Let’s talk a little about trauma and “personal responsibility.” 

Sometimes I’ll see someone on social media post a hot take about how trauma survivors— or anyone who suffers, really— needs to “take responsibility” for their lives. 

I very often see a specific, moderately well-known therapist post about how indulging trauma survivors’ narratives can be problematic, in that it reinforces the idea that others are responsible for our suffering. 

Another moderately well-known therapist is pretty famous on social media for her posts about how “coddling” is destructive to adults, and more often than not peoples’ REAL problem is they need to take “responsibility” for their lives. 

(If anybody reading recognizes the social media therapists I’m referring to and feels I’m oversimplifying or mischaracterizing their respective worldviews, please let me know— I’m presenting the most straightforward recap of their pet themes as I can.)

It’s a well-worn cultural trope, “personal responsibility.” 

We’re strongly encouraged not to have a “victim mindset.” 

We’re encouraged to “take responsibility” for our happiness and stability— and this often seems to include denying and ignoring ways we were hurt or victimized. 

I’m always struck by how many vocal advocates of “personal responsibility,” in their enthusiasm to reject the “victim mindset,” seem to view all of this as a black and white choice. 

They seem to think that you can acknowledge your trauma— the ways you were, by definition, a victim— OR you can “take responsibility” for how you fee and function…but you can’t do both. 

In my experience as a trauma therapist, that’s just now how trauma recovery unfolds in the real world. 

In the real world, we ONLY recover WHEN we take responsibility for our happiness and stability— and part of taking REALISTIC responsibility means acknowledging our pain. 

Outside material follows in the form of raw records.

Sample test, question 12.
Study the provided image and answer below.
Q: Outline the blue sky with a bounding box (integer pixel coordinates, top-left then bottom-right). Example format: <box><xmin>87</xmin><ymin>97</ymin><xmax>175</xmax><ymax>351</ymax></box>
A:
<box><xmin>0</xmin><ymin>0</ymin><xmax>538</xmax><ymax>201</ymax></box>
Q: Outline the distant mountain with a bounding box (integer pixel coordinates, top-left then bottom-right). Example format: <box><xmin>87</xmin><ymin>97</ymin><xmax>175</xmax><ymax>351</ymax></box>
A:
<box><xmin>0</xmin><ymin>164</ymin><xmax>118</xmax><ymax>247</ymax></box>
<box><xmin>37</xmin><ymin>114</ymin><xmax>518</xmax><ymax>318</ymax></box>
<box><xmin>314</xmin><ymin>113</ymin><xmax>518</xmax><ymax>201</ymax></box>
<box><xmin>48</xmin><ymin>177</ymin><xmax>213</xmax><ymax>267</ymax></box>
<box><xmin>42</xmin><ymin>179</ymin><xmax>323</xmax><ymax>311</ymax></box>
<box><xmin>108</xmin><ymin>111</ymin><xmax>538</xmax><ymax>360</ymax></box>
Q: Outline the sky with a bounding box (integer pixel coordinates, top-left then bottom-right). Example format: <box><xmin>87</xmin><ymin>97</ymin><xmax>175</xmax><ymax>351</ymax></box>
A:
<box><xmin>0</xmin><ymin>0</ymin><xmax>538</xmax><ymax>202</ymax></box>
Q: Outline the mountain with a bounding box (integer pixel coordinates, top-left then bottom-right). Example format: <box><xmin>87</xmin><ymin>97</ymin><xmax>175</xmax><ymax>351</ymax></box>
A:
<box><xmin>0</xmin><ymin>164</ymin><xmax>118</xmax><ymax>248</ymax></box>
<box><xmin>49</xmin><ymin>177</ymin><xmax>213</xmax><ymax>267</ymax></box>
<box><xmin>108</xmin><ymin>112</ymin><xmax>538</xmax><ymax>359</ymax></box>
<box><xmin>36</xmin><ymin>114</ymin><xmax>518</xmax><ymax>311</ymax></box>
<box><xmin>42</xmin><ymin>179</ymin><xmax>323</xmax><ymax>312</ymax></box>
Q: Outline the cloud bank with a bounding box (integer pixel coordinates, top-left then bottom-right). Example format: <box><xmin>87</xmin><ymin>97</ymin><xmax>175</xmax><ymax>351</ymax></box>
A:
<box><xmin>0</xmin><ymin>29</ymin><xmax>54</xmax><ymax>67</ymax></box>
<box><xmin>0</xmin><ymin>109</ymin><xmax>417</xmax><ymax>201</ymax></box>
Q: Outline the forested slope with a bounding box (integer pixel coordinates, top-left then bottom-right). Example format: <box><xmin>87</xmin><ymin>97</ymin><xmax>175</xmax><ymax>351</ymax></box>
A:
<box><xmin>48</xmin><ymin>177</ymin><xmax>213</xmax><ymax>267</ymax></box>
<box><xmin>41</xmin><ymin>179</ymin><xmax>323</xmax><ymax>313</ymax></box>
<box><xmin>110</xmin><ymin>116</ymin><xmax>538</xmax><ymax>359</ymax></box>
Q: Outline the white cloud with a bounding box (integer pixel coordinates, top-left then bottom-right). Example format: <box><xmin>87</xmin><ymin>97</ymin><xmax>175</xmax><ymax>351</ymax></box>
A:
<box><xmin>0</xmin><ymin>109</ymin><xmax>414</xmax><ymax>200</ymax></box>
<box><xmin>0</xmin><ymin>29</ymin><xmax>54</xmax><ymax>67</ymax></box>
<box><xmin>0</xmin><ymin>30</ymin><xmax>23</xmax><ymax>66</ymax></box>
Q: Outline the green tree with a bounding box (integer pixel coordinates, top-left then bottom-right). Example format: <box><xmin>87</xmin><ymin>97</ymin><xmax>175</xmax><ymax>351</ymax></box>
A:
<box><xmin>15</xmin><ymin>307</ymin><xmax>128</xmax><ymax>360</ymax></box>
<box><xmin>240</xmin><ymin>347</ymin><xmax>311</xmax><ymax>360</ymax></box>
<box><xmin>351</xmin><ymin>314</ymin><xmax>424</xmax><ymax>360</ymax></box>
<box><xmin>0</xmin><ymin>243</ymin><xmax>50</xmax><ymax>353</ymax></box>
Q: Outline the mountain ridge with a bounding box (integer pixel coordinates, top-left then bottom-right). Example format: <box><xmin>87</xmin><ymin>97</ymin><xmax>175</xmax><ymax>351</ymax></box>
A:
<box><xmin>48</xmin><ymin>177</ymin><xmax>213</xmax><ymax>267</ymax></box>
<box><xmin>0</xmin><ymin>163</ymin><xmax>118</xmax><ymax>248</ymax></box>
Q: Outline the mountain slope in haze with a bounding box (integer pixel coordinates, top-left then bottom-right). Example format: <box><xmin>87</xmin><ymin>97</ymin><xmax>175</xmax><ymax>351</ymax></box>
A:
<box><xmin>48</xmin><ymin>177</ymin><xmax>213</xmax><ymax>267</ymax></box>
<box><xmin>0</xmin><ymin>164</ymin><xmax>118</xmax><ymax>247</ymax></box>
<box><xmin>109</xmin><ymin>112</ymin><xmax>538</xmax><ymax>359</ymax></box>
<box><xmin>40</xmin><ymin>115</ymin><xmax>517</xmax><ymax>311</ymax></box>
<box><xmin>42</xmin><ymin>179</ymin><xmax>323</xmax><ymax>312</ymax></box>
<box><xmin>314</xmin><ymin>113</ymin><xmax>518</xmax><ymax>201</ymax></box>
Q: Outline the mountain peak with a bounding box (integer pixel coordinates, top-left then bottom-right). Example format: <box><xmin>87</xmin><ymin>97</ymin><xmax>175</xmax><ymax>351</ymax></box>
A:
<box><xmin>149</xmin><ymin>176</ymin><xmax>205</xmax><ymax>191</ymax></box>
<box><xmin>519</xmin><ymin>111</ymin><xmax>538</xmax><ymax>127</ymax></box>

It is not reality to pretend we are responsible for our post traumatic pain. 

It is not reality to “accept responsibility” for injuries that resulted from other peoples’ decisions and behavior. 

It is not reality to deny the fact that we are in pain, and there are layers to our pain that we do not control and can not reliably affect. 

It IS reality to see what we see and know what we know about our past and our present functioning— that there were aspects of our past that were painful and terrifying, and there are aspects of our current functioning that aren’t great as a result. 

None of that is “victim mindset.” It is reality mindset. 

When we acknowledge how hurt we are, and we get clear about what caused that hurt— including the truth that we didn’t and don’t control every aspect of every situation that resulted in pain or injury to us— that’s us taking REAL “personal responsibility.” 

Nobody gets into trauma recovery to blame someone else for their pain. 

Very often, the reason we find ourselves NEEDING to be in recovery is because we’ve blamed ourselves for so much for so long…and that strategy hasn’t worked out for us. 

It doesn’t work because it’s not reality. 

Many addicts struggle with Step One of the Twelve Steps because it is the step that speaks to the powerlessness of addiction— it asks us to get real about the fact that addiction is kicking our ass, and we can’t conquer it on our own. 

Trauma survivors experience that same struggle as we try to come to terms with the fact that our conditioning has lied to us— we are NOT responsible for everything that happened to us or every aspect of how we feel and function. 

It’s hard. Nobody reading this loves powerlessness. 

Nobody reading this loves denial, either— but we can get kind of “addicted” to it in that the alternative seems so overwhelming we don’t want to consider it. 

Survivors in trauma recovery know more about real world “personal responsibility” than anyone throwing that word around in a black and white way to score social media points. 

We know the REAL cost of TRUE “personal responsibility.” 

We know that if we’re GOING to take true responsibility for how we feel and function, sometimes we have to admit how powerless we were— or are.

It’s not easy. It very often sucks. 

But don’t let anyone get in your head about “taking responsibility” when their only conception of that is “taking unrealistic responsibility for things you didn’t control and could’t have changed.”